In 1982, having sold his jazz bar to devote himself to writing, Murakami began running to keep fit. A year later, he'd completed a solo course from Athens to Marathon, and now, after dozens of such races, not to mention triathlons and a slew of critically acclaimed books, he reflects upon the influence the sport has had on his life and on his writing. This revealing memoir covers his four-month preparation for the 2005 New York City Marathon, emerging a cornucopia of memories and insights: the eureka moment when he decided to become a writer, his greatest triumphs and disappointments, his passion for vintage LPs, and the experience, after fifty, of seeing his race times improve and then fall back. (amazon.co.uk) Alastair Campbell (The Guardian, July 2008):
"Whatever respect I had for Haruki Murakami as a writer - which is considerable - it is as nothing to the depth of my bow down before the Japanese novelist on discovering that he has run an ultramarathon.
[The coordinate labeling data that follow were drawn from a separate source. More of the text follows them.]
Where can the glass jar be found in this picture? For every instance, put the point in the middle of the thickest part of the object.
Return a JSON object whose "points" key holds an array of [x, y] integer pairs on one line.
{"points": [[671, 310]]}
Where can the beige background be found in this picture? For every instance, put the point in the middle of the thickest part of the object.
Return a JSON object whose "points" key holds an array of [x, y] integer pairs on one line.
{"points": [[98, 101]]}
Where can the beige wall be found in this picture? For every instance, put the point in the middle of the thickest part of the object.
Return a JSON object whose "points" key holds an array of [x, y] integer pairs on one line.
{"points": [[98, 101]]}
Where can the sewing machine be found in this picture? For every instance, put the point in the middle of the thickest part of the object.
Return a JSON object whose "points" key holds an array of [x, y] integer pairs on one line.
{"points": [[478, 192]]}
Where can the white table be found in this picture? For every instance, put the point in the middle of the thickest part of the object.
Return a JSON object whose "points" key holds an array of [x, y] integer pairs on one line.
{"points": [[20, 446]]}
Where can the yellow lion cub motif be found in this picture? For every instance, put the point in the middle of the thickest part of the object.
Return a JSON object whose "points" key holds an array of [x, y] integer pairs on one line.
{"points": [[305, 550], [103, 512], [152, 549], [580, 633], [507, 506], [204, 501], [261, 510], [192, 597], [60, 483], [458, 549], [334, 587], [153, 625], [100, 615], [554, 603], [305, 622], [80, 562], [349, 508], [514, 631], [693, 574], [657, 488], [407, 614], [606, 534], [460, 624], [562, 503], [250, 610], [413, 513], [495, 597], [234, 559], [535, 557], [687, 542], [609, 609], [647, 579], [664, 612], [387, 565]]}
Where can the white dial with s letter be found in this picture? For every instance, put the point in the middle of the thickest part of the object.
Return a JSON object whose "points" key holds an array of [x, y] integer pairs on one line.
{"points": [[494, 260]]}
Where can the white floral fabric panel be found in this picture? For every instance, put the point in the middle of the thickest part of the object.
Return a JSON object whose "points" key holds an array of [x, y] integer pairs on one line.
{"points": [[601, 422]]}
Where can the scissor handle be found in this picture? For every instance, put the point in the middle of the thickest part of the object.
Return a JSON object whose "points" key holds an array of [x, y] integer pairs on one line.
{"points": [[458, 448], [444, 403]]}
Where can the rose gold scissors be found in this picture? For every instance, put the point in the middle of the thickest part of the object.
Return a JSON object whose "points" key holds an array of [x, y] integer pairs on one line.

His description of the physical and mental agonies as he struggled to complete the 62-mile course, followed by the near-religious experience of the last few miles, when he knew he was going to finish, is one of the highlights of what he calls "a kind of memoir". Non-running readers of his novels will probably ask: "Why on earth did he run 62 miles when he knew it would hurt so much?" Runners ask a different question: "Why have I never done that?"
The style is very clipped, many of the sentences short, so you feel the pace of the runner skipping through the text."